Rebecca Brianne

Case Study: Crane Stationery An Old-Fashioned Product for a New Generation

MarketingStrategy

Introduction

After being in existence and family-owned for well over 200 years, Crane has been going through more changes than the company had ever seen in only the last ten years. The Berkshire-based company’s last family member left, it broke off into two separate companies and the employees bought one of them. Now, just in the last nine months after facing financial instability, they were recently acquired by Mohawk Fine Papers who will put in massive resources to help the old-fashioned company that’s been stuck in their ways to breathe new life. While Crane has spent many years as the choice in stationery for presidents and world leaders, celebrities, and luxury brands, it has been having serious trouble attracting a younger demographic for years.

In an area where weddings used to be a large part of its custom stationery business, this is a concern for the future of the company. Bart Robinson, chief revenue officer at Crane expressed frustration about Crane’s current standing, “We really think there’s a great opportunity to expand. We have a rich history, but we’ve been doing the same thing for a long, long time, and we’ve been put in a box.” Chief product officer, Paul Thorogood echoed a similar statement, “In 1801, it was a disrupter … why can’t we go back to that?

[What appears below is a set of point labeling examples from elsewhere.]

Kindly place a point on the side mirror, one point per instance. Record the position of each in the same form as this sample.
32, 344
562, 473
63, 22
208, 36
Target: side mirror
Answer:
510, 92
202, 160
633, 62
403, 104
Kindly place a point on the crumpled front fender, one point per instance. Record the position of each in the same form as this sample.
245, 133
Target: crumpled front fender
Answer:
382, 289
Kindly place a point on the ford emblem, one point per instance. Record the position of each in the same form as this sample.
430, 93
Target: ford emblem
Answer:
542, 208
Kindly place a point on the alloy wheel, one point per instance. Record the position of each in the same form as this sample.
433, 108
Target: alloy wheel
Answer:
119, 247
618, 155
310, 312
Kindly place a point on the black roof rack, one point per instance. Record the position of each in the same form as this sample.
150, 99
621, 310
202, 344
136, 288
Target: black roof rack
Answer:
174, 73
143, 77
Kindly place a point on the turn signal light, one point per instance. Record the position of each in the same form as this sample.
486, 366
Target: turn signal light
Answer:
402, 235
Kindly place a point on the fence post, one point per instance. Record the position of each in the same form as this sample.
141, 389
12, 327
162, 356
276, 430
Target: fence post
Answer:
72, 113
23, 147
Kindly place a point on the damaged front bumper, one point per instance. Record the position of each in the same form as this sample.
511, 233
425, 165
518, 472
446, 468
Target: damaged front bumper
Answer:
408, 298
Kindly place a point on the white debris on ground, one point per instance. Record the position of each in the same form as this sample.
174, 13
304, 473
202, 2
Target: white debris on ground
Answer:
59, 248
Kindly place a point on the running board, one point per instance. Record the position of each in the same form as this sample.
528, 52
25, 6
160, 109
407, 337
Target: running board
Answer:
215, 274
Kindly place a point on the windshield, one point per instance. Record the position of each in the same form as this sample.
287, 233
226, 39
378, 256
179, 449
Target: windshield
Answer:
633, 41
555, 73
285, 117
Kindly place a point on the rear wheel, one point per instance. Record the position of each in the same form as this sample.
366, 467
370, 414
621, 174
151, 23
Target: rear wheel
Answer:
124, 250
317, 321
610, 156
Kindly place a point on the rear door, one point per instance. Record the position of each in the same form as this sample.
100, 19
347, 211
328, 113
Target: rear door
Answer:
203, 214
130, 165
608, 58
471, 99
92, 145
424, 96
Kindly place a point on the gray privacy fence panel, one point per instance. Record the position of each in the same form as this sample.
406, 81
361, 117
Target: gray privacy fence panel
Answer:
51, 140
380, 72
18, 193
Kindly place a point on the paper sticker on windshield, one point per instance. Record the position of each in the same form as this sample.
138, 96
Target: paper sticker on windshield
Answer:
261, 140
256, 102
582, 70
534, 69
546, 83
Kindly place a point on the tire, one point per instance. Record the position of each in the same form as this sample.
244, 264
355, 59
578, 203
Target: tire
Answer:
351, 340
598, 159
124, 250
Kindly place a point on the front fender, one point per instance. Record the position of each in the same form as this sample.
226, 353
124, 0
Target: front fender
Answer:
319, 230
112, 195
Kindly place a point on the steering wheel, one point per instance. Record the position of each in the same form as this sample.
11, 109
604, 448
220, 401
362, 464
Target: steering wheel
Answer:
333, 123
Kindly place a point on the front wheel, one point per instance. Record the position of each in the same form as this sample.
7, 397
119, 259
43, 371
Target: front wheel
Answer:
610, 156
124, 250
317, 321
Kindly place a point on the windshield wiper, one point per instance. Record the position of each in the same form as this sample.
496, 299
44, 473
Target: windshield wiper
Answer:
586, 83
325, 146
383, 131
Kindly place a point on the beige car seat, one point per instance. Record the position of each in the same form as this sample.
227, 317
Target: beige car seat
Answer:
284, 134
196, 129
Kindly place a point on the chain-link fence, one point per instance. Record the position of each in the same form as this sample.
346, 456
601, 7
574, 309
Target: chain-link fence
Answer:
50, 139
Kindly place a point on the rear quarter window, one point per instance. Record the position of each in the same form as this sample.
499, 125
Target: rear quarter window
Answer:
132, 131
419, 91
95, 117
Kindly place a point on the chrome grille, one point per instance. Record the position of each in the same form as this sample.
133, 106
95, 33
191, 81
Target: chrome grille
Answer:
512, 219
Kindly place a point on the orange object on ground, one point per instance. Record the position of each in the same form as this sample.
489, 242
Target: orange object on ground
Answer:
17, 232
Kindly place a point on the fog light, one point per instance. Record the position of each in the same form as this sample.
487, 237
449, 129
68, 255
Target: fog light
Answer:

Why can’t we shake off the chains that we’ve put around ourselves?” Although Crane has an incredibly strong product, its disruption should come in the form of a strong luxury marketing strategy in a place where it can no longer rest on its laurels.

Contents:

  1. Crane’s Early All-American History
    1. Early Innovation
    2. Entrance into Fine Stationery
    3. Currency Grows as Stationery Declines
    4. The Last Ten Years: Separations, Acquitions and Buyouts
  2. Brand Strategy
    1. Product Assortment
    2. Print and Production Procceses
    3. Pricing, Boxed and Custom Orders
    4. Communications & Advertising
  3. Competitive Environment
    1. Perception
  4. My Recommendations
    1. Selling Timelessness
    2. Heritage and Sustainability
    3. Digital Marketing Strategy
    4. Strategic Sales and Social Groups
    5. Predictions

Due to the confidential nature of most of my strategy work, I only include limited information such as the introduction or an overview of the project.